Nel romanzo la vita e' ritratta con l' occhio gelido della follia, in una sua disperata mancanza d' amore che fa sentire, per contrasto, cio' che la vita dovrebbe essere, la necessita' dell' amore. Auto da fe' ha la sgradevolezza dei grandi libri, che non concedono nulla, non ammorbidiscono l' angoscia e l' orrore, non smussano alcuno spigolo; e' un libro che colpisce come un pugno, ostile a chi non riesce a sentire quanta esigenza d' amore si celi in quella tragedia che induce gli uomini ad amare la morte. Non ammette giudizi intermedi; ci sono lettori che vi si riconoscono e lo sentono come una Bibbia quotidiana e altri che ne vengono duramente respinti.
Quando ho conosciuto Canetti negli anni 60 . a Londra, dove si ritirava per scrivere anche quando abitava gia' a Zurigo e talora, per non esssere raggiunto, rispondeva al telefono simulando di essere una governante . ho cercato di scoprire, dietro il suo volto gentile e socievole, quello dello scrittore che, tanti anni prima, aveva scritto Auto da fe' , compiendo un viaggio negli inferi e nel vuoto assoluto che e' impossibile raffigurarsi. Canetti non era ancora molto noto al largo pubblico, anche la critica si dimostrava imbarazzata nei confronti di una cosi' radicale anomalia; mi sembra assai buffo che, quando una grande universita' tedesca gli conferi' una laurea ad "honorem", si chiedessero a me una relazione e una motivazione. Da quella sera di Londra e' nata un' amicizia, continuata nelle lettere, in dialoghi in varie citta' e a Trieste, a casa mia, con i miei studenti, per alcuni dei quali l' incontro con lui e' stato l' esperienza fondante che li ha uniti, in visite a Zurigo, quando con mia moglie andavamo a trovarlo e poi a prendere Johanna, la figlia che allora era alle elementari e che alla mia stupida domanda se voleva venirci a visitare a Trieste rispose giustamente, sgranando gli occhi, "no".

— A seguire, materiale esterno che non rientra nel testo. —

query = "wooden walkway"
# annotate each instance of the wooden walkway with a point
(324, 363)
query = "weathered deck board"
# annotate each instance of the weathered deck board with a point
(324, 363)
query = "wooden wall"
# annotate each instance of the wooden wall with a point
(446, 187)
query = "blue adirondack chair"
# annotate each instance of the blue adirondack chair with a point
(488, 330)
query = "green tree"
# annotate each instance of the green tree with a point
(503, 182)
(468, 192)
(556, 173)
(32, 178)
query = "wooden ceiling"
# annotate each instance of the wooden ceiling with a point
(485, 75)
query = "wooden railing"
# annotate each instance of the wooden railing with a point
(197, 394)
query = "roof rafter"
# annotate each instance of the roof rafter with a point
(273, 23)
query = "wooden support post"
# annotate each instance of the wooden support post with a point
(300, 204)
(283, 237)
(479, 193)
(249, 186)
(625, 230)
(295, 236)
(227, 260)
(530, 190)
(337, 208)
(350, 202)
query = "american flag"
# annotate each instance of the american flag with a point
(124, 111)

Gli devo tante cose, anche l' aiuto a fare chiarezza in me in certi momenti di oscurita' . Ma non so chi sia stato il grande, impossibile autore dell' Auto da fe' , di quell' abisso che inghiotte e dissolve l' io individuale. Col passare degli anni e col successo, Canetti ne ha occultato le tracce e addomesticato l' immagine; ha fatto sparire, con la sua grande capacita' di nascondersi, quella presenza estrema dietro una figura rassicurante e positiva.

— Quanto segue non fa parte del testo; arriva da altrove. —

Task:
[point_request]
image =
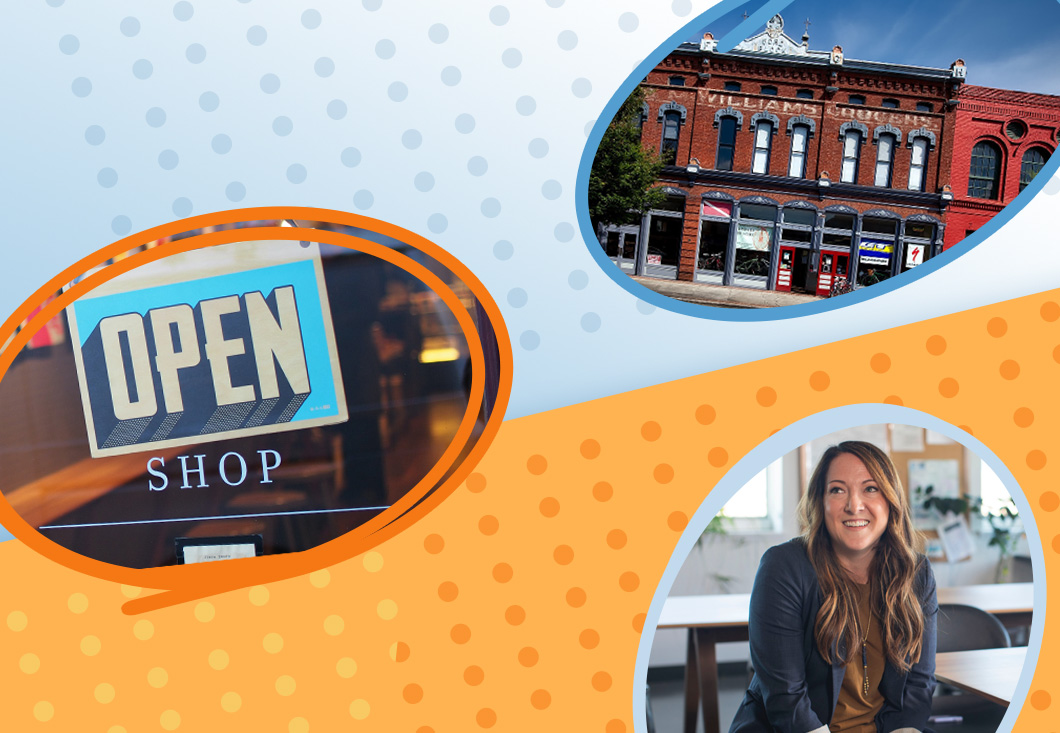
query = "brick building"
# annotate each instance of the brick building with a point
(1003, 139)
(787, 166)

Senza l' autobiografia non avrebbe ottenuto il Nobel, ma l' autobiografia, pur piena di fascino, e' impari, nel suo equilibrio che arrotonda le cose, all' indigesta grandezza dell' Auto da fe' ; e' un saggio su molti abissi, ma non un' esperienza dell' abisso.

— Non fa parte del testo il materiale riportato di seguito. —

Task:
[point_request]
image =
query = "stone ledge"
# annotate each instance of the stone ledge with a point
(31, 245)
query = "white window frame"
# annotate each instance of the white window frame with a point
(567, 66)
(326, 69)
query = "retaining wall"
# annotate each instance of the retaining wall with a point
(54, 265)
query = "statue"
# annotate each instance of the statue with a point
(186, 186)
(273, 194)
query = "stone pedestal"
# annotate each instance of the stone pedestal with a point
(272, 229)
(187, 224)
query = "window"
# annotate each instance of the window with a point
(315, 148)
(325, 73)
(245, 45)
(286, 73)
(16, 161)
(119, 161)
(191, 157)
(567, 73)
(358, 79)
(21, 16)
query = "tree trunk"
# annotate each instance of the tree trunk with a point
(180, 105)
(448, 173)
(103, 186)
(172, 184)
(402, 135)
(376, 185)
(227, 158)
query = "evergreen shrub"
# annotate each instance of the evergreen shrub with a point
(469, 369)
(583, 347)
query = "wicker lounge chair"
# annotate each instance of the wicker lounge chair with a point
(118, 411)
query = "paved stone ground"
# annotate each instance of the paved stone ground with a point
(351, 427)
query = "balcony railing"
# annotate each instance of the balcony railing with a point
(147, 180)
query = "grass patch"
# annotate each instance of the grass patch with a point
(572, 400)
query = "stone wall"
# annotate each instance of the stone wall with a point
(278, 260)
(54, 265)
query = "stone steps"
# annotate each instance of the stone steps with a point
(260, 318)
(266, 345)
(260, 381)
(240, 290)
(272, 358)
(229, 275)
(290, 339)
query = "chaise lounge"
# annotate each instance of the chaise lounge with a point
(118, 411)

Credo si adombrasse quando gli dicevo questo, perche' era anche un geloso, tirannico guardiano dell' immagine che voleva dare di se' . Del resto, se non avesse avuto in se' qualche demone del potere, non avrebbe potuto esorcizzarlo con tanta forza. Forse questo ci ha allontanati un poco. Da lui abbiamo imparato, per sempre, quanto siano forti l' angoscia, l' aridita' , la morte intorno a noi e come l' unica risposta sia la fedelta' a ogni vita, perche' ognuna, come lui ha scritto, e' il centro del mondo.